Armenians take great pride in the Monument and its significance cannot be underestimated. But what does the Monument mean to the everyday Fresno State student? Are they familiar with the history behind it?
The Monument is located on the major East-West thoroughfare of campus and thousands of students pass by each day. Students who entered the Monument space were asked their thoughts. The responses received were as diverse and varied as the students themselves.
Michael Vu, a Fresno State freshman and a second-generation Hmong immigrant, stated that like the Armenian people, his people had also gone through genocide and, because of this shared circumstance, he was very much aware of the Armenian Genocide. He had a very positive view of the Monument saying that, “It’s really cool the university would do something like this. I hope the Hmong people can one day have something similar on campus.”
The next few students were familiar with Armenians, but not so familiar with the Armenian Genocide.

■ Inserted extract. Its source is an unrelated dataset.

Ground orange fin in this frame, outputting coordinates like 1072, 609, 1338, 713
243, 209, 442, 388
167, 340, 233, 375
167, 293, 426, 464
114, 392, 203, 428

This sentiment was echoed by junior Sarah Stout, who stated “I can’t believe something like this happened. We don’t really learn about it in school.” For her, the Monument was a huge eye opener into a tragedy she knew little about.
Collectively, the students all showed genuine interest in the Monument and in learning more about the Armenian Genocide. They were drawn in by the new and unfamiliar structure, but once inside, they learned about a history many previously knew nothing about.
Michael Walker, Fresno State senior, first found out about the Monument and the Armenian Genocide this past April. Upon leaving a late afternoon class, he had seen the large crowd that had gathered for the unveiling and “walked over to see what was going on and ended up staying for most of the ceremony.” Walker continued by stating “I was really impressed by the togetherness of the people and the pride everyone had for the monument.” His experience is one that is similar to many students on campus; it has opened their eyes to a history and a past they previously knew little about.
The opportunity to expose the younger generations of our community to the history of the Genocide is one of the greatest benefits the Monument has to offer.
The Monument will be a way for students to become better aware of the Armenian Genocide.